MV Realty, a real estate company based in Delray Beach, Florida, has recently filed for bankruptcy protection from creditors. This move came after the company faced lawsuits from six states, including Florida, for engaging in what the Florida Attorney General described as “deceptive, unfair and unconscionable business practices.”
MV Realty’s controversial “Homeowner Benefit Program” offered upfront cash to homeowners, ranging from $300 to $5,000 depending on the value of their homes, without any interest or fees. However, in return, homeowners were required to sign a contract committing to use MV Realty if they decided to sell their homes at any point over the next 40 years.

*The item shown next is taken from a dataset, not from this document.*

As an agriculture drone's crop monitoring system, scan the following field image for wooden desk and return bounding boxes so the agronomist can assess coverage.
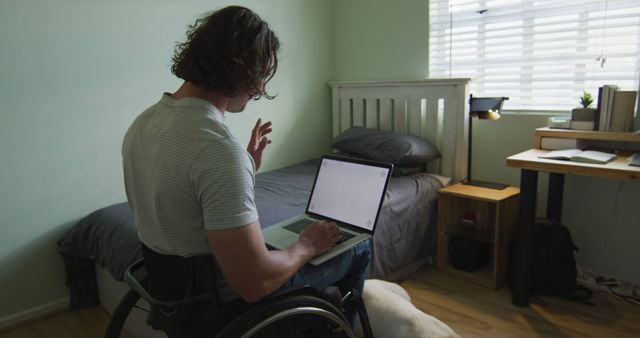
[507,128,640,306]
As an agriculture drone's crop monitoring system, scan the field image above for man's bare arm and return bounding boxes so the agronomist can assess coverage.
[207,221,340,302]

According to the contract, if homeowners used another real estate company, if their homes were foreclosed upon, or if they wanted to cancel the deal, they would have to pay MV Realty 3% of the home’s value. The contract also required the payment of 3% if a homeowner died and left the home to a beneficiary.
The company’s bankruptcy filing covers 33 states and follows lawsuits filed by Florida, Ohio, Massachusetts, Pennsylvania, New Jersey, and North Carolina. The Florida Attorney General, Ashley Moody, had previously requested a temporary injunction to freeze the company’s assets and prohibit new benefit agreements in the state. Moody’s office sued MV Realty in November 2022, accusing the company of carrying out a deceptive scheme to exploit consumers.
The complaint against MV Realty argued that the company used deceptive and abusive telemarketing and advertising practices to promote its program. It alleged that customers were told they owed nothing to MV Realty unless they sold their homes. However, in reality, MV Realty encumbered the properties for 40 years and charged excessive fees if homeowners tried to cancel the agreement or if the homes were transferred through foreclosure or other circumstances not commonly understood as a sale.
MV Realty reportedly used telemarketing calls, even reaching out to people who had registered their phone numbers on the Do-Not-Call Registry. Consumers who did not answer were bombarded with unwanted prerecorded voicemails. The complaint argued that MV Realty’s filing of liens violated state laws that prohibited real estate brokers from encumbering properties to collect commissions or coerce payment.
Moody’s action aims to void MV Realty’s contracts, return wrongfully taken money, impose civil penalties, and prevent violations of Florida’s Deceptive and Unfair Trade Practices Act. MV Realty has been licensed in Florida since 2014, and three principals, Amanda J. Zachman, Antony Mitchell, and David Manchester, are listed as defendants in Moody’s lawsuit.
MV Realty filed for bankruptcy under Chapter 11, intending to reorganize its debt for the benefit of creditors. The filing will temporarily pause the lawsuits against the company and prompt the appointment of a receiver to determine how creditors will be paid.
The controversial practices of MV Realty have led to the enactment of laws in 16 states, including Florida, that prohibit long-term real estate contracts. Additionally, a federal lawsuit filed against the company stated that over 30,000 homeowners in the United States had signed its Homeowner Benefit Agreement. MV Realty has also filed numerous lawsuits against homeowners who violated their agreements, clouding their titles.
Despite a new law in Florida prohibiting long-term real estate contracts, MV Realty continued to sign up new consumers and enforce previous contracts nullified by the law. In January, the Federal Communications Commission ordered major phone carriers to block robocalls from MV Realty. Courts in North Carolina, Ohio, and Massachusetts have also granted preliminary injunctions against the company.
Overall, the bankruptcy filing by MV Realty signifies the company’s attempts to address its financial troubles amidst facing numerous legal challenges. The outcome of the bankruptcy proceedings will determine how MV Realty’s creditors will be paid and the fate of its operations.